Зимы не будет ровно 37'09"
Фёдоров-Волков-Курашов. Зимы не будет. Студия СПб ДФ, 2000, Manchester FilesАндрей Левкин
levkin@russ.ru
(Русский журнал - Круг чтения)Необходимое объяснение, почему я считаю, что проекту Фёдорова-Волкова-Курашова есть место и среди книг: эта работа представляет собой очевидный текст, вот и все. Рецензия, соответственно, о том, почему и какая мораль из этого следует.
Вообще, почему не может быть книги в форме CD? Если она может быть завернута в философские спекуляции, в сценарий для второй программы российского радио и вообще - быть инсталляцией?
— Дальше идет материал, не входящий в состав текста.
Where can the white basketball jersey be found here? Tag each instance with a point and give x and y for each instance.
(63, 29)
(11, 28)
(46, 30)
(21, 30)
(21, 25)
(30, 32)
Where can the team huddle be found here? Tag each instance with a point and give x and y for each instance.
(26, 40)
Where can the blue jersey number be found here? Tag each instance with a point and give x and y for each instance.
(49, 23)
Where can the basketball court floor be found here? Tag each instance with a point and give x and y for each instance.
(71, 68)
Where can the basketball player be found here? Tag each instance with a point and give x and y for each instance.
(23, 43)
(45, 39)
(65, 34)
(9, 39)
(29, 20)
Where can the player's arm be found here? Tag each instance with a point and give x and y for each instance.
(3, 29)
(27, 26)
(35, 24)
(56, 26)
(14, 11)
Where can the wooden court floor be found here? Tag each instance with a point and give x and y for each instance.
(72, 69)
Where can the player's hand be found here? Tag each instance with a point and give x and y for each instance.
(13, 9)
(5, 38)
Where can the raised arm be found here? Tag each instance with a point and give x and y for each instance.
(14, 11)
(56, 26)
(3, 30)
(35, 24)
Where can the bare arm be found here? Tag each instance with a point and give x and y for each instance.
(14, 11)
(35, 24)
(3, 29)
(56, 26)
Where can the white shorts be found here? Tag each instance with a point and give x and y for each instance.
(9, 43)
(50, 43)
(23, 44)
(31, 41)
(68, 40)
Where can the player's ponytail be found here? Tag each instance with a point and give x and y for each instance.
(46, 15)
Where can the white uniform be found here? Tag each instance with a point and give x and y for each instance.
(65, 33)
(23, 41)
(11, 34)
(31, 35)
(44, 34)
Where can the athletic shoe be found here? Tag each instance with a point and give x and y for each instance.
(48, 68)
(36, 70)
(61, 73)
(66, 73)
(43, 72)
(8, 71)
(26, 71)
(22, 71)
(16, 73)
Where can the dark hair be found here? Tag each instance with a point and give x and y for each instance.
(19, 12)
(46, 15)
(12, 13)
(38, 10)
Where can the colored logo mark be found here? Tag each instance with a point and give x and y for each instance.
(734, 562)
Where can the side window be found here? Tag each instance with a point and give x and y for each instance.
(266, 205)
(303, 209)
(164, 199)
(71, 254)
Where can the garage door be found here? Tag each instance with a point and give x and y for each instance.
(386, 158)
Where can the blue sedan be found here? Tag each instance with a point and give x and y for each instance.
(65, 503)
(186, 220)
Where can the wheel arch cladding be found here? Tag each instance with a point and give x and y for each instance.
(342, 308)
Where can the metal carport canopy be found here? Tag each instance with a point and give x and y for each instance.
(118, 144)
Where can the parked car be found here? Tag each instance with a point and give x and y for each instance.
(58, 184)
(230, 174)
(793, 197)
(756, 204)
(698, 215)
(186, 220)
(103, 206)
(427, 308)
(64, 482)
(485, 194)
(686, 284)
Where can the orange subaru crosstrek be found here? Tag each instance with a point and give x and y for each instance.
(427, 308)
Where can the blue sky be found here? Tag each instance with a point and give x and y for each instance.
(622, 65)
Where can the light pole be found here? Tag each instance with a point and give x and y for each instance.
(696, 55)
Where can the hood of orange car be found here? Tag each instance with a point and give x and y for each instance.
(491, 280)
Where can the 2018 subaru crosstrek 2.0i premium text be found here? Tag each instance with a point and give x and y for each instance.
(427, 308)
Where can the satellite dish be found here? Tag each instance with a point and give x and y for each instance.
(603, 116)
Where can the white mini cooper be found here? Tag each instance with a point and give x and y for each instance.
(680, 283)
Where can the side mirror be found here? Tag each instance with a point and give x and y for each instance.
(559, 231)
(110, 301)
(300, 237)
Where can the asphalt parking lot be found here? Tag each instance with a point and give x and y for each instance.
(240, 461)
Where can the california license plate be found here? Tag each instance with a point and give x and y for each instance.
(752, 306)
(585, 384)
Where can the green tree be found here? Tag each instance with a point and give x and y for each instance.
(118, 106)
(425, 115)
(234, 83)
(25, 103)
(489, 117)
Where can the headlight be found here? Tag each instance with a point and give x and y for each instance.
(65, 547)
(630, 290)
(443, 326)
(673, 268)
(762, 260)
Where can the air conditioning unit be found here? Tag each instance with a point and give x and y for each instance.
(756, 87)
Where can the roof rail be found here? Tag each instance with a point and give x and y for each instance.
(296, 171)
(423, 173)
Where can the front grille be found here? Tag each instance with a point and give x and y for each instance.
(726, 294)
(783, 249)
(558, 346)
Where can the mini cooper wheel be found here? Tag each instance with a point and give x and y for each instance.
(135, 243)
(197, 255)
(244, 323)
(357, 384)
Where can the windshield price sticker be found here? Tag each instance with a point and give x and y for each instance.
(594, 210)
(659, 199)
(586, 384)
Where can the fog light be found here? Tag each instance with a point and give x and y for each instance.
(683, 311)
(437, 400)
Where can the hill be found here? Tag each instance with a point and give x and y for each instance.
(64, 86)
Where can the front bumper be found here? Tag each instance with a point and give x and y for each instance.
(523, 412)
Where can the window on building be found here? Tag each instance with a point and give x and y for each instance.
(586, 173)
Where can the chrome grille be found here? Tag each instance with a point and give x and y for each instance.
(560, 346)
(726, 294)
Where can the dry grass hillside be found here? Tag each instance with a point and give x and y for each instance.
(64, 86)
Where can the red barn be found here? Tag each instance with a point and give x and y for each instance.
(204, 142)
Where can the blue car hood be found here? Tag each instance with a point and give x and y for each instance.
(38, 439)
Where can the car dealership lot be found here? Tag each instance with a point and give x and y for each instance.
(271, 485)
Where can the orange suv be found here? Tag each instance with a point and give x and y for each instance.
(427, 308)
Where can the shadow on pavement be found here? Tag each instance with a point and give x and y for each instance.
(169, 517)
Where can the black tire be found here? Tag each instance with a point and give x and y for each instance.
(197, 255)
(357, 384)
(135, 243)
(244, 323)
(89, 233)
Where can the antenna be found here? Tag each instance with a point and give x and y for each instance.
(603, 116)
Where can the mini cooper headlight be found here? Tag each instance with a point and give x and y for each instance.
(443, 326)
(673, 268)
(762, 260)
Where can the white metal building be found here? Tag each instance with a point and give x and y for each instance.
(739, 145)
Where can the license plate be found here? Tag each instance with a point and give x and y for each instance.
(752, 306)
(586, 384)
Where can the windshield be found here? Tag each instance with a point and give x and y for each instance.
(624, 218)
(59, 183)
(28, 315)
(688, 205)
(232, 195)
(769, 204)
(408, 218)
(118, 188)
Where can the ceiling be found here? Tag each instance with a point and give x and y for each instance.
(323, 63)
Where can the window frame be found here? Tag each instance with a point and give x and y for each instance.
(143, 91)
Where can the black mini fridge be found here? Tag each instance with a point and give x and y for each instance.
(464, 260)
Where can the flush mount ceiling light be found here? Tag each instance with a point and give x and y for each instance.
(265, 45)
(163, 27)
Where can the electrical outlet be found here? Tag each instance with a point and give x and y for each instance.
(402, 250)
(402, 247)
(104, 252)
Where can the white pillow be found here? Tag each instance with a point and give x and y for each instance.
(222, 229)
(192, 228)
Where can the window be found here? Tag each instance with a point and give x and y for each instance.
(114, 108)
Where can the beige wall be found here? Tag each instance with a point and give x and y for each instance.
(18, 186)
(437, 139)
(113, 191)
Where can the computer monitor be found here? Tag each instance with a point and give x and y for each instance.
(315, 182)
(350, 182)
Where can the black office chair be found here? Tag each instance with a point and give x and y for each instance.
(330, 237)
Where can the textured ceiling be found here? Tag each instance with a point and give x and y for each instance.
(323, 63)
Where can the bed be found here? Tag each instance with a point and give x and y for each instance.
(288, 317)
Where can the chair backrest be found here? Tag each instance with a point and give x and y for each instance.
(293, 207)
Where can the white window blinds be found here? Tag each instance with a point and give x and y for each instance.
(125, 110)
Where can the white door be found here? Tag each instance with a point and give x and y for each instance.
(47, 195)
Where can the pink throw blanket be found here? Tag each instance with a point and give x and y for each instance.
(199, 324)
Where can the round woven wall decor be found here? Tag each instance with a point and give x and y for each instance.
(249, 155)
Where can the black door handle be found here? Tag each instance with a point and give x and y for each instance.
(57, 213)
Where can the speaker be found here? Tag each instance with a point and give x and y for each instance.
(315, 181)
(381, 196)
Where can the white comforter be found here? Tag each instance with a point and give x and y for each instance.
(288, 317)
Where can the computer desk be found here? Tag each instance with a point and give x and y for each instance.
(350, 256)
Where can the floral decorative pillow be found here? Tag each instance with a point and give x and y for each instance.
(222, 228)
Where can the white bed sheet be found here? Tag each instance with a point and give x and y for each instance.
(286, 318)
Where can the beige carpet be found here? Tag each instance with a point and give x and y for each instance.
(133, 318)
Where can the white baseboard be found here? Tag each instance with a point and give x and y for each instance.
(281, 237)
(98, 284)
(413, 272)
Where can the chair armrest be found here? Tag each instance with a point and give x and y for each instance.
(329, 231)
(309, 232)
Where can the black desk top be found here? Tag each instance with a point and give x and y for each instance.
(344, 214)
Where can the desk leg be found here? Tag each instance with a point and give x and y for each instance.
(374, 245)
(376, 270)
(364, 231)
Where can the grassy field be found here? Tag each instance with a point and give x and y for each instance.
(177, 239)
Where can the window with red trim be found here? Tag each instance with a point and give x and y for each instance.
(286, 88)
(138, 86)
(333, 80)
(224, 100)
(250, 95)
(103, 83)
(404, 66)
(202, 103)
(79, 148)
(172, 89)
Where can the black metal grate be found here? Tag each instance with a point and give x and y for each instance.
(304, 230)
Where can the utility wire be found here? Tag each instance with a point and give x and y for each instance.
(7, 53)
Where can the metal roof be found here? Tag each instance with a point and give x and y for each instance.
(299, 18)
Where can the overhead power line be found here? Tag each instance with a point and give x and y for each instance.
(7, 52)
Речь не о том, что данный опус исполняется на стихи Озерского - они хороши, представляют собой куда более реальную послехармсовскую линию, нежели у намеренно играющего в это БГ, то есть, конечно, Гуницкого. Это про то, что весь альбом сделан как книга, как текст - а понятие текста было весьма опущено книгами, непременно разбалтывающими истории. И вот само ощущение текста - то есть некой субстанции, раскрывающейся изнутри, - здесь предъявлено наглядно. То есть, главное: возобновляется ощущение текста, как некоей самоорганизующейся внутри себя сущности, - в противовес всем этим байкам.
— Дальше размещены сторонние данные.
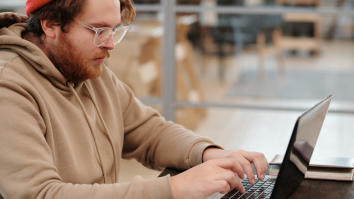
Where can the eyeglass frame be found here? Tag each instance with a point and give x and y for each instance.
(97, 31)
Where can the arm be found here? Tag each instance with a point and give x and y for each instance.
(27, 164)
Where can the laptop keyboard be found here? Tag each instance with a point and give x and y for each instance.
(262, 189)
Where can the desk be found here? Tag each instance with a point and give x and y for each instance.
(314, 189)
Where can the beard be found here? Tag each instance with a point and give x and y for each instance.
(72, 64)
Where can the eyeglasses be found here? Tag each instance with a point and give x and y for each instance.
(103, 34)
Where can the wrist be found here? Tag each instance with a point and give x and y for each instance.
(174, 187)
(211, 153)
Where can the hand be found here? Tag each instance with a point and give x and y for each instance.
(199, 182)
(243, 158)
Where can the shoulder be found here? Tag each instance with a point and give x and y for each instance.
(11, 65)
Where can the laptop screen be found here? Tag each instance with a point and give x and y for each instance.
(298, 154)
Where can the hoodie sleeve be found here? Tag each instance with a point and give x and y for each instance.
(27, 169)
(157, 143)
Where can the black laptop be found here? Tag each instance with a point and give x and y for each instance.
(302, 142)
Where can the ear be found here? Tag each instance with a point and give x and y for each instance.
(50, 28)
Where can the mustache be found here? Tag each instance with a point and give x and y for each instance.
(104, 54)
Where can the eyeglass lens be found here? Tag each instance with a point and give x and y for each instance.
(117, 36)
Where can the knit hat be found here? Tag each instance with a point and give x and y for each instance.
(33, 5)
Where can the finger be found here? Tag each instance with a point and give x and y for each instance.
(234, 181)
(222, 186)
(231, 164)
(246, 165)
(260, 163)
(261, 167)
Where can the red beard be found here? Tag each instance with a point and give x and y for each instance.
(71, 64)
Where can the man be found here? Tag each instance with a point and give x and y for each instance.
(66, 120)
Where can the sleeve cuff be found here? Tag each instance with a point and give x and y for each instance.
(195, 156)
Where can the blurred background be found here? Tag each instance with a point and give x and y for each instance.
(229, 69)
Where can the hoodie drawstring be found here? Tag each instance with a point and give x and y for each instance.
(71, 86)
(89, 89)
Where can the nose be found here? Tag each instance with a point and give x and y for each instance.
(109, 44)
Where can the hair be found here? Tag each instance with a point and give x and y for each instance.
(64, 12)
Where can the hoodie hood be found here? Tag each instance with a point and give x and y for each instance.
(11, 27)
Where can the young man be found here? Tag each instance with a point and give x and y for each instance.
(66, 120)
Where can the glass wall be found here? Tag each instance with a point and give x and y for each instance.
(264, 55)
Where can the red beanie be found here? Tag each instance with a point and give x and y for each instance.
(33, 5)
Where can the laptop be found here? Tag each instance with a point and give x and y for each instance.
(298, 154)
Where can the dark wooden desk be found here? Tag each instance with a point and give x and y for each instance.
(311, 189)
Взаимоотношения составных частей альбома весьма изысканны литературно, а внутренний баланс позволяет свести различные фактуры. По сути, это и есть некий сборник рассказов, цикл - регулирующий свои составляющие извне.
От очень множественного числа в самом начале - в первом абзаце, треке 1 происходит постепенное уменьшение действующих лиц в треке 2, причем длины и первого, и второго вовсе не музыкальные, не песенные в любом случае - они даже и не предполагают какой-то цельности и законченности (первый трек начинается вообще с 34-й, что ли, секунды, а до этого какая-то пауза рассказчика). Да, собственно, и вся первая вещь - вообще магнитофон, некий хор, который более не появится. Заставка / титры / титульная страница.
Уменьшение действующих лиц на втором треке доходит уже до безличного числа волковской инструменталки, как бы определив с самого начала границы жизни, ответственности, внутри которой текст получит возможность существовать, что есть грамотный ход. При этом сами по себе слова несущественны, как, собственно, и бывает в текстах, потому что там они сами по себе не очень важны, а важно, что вместе.
Есть, конечно, конкретные признаки, которые позволяют говорить о "текстовости" проекта. Вплоть до пиццикато Волкова в шестом треке, которое типа бормотание междометий, да и без подобных банальных соответствий, - здесь есть хотя бы разные типы организации абзаца ли, строчки, какого-то небольшой длительности периода, лежащего между знаками препинаний.
Слова, разумеется, минималистичны, собственного смысла не имеют - вне федоровского голоса, - так что вводить свои правила не могут. По звуку контрабас Волкова совпадает с голосом Фёдорова, чем гасится и возможное интонационное додумывание нейтральных слов Озерского.
Волков как бы постоянно сбивает возможность повестись на конкретных распевах Фёдорова. То есть сбивает интонацию рассказчика, желающего, чтобы вся история завершалась немедленно, - давая тот самый фон, который бывает в текстах вне монологов, диалогов и т.п.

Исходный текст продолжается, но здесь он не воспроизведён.